In [None]:
from pyspark.sql.window import Window
from pyspark.sql.functions import lead, col, broadcast, collect_set, array_contains, size, desc, split, to_date

class Transformer():
    def __init__(self):
        pass

    def transform(self, input_df):
        pass


In [None]:

class AirpodsAfterIphonesTransformer(Transformer):
    def transform(self, input_dfs):
        """
        Customers who have bought airpods after buying the iPhone
        """
        transaction_df = input_dfs.get("transaction_df")
        window_spec = Window.partitionBy("customer_id").orderBy("transaction_date")
        
        print("Transactions")
        transaction_df.show(5)

        transformed_df = transaction_df.withColumn(
            "next_product_name", lead("product_name").over(window_spec)
        )

        print("Next Product name bought by customer")
        transformed_df.show(5)

        filtered_df = transformed_df.filter(
           (col("product_name") == "iPhone") & (col("next_product_name") == "AirPods")
        )
        
        print("Transactions AirPods after iPhones")
        filtered_df.show(5)
        
        customer_df = input_dfs["customer_df"]

        print("Customers")
        customer_df.show(5)

        join_df = filtered_df.join(
            broadcast(customer_df),
            on="customer_id", 
            how="inner"
        )

        final_df = join_df.select(
            "customer_id",
            "customer_name", 
            "location"
         )

        print("Customers who have bought AirPods after iPhones")
        final_df.show(5)

        return final_df

In [None]:

class AirpodsAndIphonesTransformer(Transformer):
    def transform(self, input_dfs):
        """
        Customers who bought only airpods and iphones
        """
        transaction_df = input_dfs['transaction_df']
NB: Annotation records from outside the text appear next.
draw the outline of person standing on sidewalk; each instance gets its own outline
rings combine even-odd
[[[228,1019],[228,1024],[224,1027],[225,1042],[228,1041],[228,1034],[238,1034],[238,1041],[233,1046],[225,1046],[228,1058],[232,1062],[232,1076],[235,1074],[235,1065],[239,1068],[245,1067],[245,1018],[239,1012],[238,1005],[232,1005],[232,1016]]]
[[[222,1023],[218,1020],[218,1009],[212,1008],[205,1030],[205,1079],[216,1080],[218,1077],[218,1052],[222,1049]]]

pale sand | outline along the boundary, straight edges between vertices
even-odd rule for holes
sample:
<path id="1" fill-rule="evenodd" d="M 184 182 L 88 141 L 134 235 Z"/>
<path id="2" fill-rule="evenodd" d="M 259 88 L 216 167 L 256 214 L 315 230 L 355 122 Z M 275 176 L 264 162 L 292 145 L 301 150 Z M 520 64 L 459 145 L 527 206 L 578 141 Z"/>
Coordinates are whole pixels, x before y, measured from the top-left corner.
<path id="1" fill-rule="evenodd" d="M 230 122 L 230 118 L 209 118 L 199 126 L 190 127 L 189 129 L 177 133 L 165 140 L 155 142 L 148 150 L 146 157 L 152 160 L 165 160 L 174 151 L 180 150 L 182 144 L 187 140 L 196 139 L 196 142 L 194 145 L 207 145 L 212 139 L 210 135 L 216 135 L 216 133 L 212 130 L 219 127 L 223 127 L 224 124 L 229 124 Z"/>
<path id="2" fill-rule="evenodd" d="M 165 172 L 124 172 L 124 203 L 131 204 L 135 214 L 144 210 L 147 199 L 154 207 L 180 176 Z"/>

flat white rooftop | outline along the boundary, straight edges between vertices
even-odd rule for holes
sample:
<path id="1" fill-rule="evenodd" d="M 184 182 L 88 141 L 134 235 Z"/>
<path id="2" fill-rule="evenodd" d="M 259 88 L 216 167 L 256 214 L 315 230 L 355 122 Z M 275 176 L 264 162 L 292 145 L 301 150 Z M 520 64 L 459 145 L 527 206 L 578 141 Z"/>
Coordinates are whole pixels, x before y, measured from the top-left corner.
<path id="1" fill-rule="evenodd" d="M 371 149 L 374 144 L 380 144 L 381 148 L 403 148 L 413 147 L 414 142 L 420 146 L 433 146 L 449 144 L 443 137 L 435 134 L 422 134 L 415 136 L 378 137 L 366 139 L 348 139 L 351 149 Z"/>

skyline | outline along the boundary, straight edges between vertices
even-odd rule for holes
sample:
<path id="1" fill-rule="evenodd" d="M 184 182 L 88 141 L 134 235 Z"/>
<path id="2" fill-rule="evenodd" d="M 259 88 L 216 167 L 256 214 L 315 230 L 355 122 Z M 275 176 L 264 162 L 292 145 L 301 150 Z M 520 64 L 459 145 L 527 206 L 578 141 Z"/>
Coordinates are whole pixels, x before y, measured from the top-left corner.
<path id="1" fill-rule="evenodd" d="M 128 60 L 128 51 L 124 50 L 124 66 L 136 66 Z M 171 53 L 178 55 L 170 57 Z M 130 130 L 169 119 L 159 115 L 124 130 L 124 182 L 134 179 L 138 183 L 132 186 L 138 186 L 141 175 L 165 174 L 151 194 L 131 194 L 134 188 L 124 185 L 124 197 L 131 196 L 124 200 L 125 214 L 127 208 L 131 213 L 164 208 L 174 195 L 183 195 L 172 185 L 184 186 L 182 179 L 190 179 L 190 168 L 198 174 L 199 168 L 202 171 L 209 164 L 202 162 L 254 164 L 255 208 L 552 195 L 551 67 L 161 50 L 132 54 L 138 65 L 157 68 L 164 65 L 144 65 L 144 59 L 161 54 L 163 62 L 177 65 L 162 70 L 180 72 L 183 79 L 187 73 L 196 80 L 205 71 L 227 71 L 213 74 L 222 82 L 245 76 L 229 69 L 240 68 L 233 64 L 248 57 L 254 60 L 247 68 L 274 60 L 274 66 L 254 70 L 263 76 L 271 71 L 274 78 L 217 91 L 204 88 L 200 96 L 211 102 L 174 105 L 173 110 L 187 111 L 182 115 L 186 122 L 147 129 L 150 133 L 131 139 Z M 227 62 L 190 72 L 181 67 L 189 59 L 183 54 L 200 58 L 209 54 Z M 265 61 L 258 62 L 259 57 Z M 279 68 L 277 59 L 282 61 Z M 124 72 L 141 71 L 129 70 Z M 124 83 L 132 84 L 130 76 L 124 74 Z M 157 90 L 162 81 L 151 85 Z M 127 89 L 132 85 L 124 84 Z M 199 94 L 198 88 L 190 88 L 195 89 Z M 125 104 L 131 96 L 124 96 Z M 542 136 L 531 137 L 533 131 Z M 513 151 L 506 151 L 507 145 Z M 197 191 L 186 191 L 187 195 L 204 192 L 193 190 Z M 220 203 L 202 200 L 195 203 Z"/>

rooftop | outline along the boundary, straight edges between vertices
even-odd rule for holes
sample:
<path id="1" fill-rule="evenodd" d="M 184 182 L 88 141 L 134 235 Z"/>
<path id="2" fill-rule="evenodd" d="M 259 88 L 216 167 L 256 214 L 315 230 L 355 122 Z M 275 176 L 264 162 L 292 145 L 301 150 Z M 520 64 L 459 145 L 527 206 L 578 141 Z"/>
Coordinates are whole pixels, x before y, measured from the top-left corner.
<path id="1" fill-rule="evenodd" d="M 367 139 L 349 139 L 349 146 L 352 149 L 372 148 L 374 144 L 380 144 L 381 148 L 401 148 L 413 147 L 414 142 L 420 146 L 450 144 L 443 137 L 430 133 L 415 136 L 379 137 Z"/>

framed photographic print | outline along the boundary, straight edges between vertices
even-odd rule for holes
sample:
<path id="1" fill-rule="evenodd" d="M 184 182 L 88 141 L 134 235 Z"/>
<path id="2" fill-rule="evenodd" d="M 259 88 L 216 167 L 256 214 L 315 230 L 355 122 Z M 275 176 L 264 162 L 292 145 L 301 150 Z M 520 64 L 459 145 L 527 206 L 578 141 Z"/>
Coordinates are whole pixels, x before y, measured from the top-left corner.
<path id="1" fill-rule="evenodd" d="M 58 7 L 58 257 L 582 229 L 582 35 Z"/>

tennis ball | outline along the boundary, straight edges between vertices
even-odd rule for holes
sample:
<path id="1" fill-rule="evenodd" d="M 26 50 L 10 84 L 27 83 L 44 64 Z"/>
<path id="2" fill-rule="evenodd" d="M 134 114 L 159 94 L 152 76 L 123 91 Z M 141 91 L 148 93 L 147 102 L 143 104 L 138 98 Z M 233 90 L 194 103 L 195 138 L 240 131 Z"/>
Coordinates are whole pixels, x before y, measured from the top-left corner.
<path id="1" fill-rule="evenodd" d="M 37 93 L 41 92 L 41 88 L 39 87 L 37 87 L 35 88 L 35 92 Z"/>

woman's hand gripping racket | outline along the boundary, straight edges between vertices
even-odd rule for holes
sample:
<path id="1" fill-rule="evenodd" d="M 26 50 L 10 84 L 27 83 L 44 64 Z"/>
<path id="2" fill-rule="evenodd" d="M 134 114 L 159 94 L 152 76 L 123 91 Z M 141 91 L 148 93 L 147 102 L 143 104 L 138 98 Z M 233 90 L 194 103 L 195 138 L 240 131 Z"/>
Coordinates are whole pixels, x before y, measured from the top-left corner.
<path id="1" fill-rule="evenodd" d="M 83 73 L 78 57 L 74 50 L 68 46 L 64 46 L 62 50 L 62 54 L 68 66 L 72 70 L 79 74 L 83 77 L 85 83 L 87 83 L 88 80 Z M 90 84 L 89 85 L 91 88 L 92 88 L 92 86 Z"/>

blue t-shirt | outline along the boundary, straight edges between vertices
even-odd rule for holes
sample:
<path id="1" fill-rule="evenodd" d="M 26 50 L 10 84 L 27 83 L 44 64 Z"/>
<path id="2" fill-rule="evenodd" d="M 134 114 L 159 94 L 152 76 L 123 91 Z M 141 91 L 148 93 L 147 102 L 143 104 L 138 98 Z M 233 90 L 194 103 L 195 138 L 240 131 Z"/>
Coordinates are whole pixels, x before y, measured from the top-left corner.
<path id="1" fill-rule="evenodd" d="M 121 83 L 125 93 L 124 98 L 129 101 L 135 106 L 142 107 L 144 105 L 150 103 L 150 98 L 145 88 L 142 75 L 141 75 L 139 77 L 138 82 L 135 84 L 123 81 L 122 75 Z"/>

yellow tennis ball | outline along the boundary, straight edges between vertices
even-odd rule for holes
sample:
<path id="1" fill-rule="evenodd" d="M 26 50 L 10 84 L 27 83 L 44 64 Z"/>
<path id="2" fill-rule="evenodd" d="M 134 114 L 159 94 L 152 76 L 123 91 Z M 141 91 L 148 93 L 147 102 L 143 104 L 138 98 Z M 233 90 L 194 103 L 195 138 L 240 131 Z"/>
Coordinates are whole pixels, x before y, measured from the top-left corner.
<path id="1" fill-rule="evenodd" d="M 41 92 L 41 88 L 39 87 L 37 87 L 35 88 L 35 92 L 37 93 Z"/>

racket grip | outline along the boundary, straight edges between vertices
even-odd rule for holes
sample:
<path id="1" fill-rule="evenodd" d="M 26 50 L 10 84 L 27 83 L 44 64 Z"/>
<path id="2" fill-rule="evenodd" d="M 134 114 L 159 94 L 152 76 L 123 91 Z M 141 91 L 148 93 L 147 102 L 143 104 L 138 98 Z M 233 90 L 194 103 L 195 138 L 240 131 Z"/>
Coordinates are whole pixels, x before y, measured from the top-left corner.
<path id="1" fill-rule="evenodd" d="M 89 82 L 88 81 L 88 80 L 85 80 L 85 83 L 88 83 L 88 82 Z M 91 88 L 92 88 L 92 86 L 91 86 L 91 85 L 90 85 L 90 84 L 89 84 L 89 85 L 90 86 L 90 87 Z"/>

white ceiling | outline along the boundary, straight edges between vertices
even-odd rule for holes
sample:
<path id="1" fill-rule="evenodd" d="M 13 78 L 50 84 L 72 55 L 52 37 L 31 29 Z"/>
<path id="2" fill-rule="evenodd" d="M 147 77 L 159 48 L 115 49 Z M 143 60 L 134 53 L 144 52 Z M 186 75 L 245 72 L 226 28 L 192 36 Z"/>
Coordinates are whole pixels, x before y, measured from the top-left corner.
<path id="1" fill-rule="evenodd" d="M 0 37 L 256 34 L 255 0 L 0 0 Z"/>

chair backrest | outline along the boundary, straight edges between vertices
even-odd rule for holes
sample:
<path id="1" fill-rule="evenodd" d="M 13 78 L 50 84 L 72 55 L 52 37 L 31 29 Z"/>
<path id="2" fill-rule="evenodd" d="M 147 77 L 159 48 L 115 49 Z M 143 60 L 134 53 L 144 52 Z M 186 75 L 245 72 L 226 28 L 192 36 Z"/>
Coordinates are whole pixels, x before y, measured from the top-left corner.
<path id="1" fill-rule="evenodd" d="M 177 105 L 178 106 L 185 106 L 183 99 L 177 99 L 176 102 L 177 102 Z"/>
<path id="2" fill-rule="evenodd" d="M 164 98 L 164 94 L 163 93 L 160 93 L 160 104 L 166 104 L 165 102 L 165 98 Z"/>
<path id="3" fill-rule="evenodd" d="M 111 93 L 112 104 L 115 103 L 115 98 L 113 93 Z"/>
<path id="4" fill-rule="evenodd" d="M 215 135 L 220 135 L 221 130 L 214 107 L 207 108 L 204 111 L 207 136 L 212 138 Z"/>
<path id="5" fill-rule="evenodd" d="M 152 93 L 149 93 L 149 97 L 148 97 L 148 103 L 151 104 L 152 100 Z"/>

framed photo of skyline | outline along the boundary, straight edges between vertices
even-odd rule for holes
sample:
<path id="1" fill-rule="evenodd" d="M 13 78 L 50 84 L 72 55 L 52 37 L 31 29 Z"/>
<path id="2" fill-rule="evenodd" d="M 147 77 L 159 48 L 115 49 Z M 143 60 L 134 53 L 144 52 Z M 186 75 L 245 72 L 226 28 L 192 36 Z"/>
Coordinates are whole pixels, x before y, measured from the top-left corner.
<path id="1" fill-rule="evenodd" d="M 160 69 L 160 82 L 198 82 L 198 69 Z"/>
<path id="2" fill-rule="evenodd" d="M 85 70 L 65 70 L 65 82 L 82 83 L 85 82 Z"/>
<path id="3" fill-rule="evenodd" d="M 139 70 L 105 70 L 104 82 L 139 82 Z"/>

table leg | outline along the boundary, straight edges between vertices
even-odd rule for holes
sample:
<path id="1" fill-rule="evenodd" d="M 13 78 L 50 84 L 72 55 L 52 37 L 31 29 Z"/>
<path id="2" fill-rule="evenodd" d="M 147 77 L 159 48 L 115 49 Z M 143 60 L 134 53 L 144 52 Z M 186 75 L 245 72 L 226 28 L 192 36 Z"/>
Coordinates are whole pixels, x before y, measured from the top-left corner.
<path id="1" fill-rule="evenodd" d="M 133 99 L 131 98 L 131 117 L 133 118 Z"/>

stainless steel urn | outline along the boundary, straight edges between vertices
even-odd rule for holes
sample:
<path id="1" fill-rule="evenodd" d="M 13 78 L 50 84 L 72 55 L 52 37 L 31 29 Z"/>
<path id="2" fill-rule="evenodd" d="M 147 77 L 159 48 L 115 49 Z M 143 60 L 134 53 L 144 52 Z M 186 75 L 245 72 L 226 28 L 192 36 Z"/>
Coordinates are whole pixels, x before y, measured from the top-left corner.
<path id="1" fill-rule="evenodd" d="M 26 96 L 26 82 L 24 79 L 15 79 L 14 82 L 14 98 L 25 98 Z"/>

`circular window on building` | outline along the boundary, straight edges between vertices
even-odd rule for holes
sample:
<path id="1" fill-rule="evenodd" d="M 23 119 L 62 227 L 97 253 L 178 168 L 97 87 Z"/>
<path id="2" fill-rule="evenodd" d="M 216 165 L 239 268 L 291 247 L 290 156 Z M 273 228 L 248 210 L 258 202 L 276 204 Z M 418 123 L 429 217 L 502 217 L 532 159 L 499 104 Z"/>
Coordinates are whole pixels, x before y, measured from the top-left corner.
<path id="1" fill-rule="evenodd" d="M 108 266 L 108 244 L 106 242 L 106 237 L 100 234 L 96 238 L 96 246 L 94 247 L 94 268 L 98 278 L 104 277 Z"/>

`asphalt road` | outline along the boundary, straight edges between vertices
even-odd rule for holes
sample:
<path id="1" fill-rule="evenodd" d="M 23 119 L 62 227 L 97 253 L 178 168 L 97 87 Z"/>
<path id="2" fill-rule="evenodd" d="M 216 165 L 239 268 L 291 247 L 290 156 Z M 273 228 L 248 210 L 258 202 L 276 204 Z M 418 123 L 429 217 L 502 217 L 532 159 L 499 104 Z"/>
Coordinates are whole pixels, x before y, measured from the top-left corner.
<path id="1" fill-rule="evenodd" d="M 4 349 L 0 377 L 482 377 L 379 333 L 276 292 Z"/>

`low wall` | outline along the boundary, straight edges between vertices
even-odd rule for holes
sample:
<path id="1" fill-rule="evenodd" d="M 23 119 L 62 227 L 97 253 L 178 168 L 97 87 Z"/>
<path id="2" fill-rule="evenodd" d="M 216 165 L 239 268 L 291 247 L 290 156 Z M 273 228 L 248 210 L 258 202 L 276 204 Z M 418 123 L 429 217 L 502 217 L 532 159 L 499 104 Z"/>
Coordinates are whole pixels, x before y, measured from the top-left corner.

        print("Transactions")
        transaction_df.show(5)

        grouped_df = transaction_df.groupBy("customer_id").agg(collect_set("product_name").alias("products"))
        filtered_df = grouped_df.filter(
            (size(grouped_df.products) == 2) & 
            ((array_contains(grouped_df.products, "iPhone"))) & 
            (array_contains(grouped_df.products, "AirPods"))
        )
        transformed_df = transaction_df.join(filtered_df, on="customer_id", how="inner")
        print("Transactions of customers who bought only AirPods and iPhones")
        transformed_df.show(5)

        customer_df = input_dfs["customer_df"]
        print("Customers")
        customer_df.show(5)

        join_df = transformed_df.join(
            broadcast(customer_df),
            on="customer_id", 
            how="inner"
        )

        final_df = join_df.select(
            "customer_id",
            "customer_name", 
            "location"
         ).distinct()
        
        print("Customers who bought only AirPods and iPhones")
        final_df.show(5)

        return final_df

In [None]:

class ProductsAfterInitialPurchaseTransformer(Transformer):
    def transform(self, input_dfs):
        """
        List of products after initial purchase by each customers
        """
        transaction_df = input_dfs['transaction_df']
        transaction_df.withColumn("transaction_date", to_date(transaction_df["transaction_date"]))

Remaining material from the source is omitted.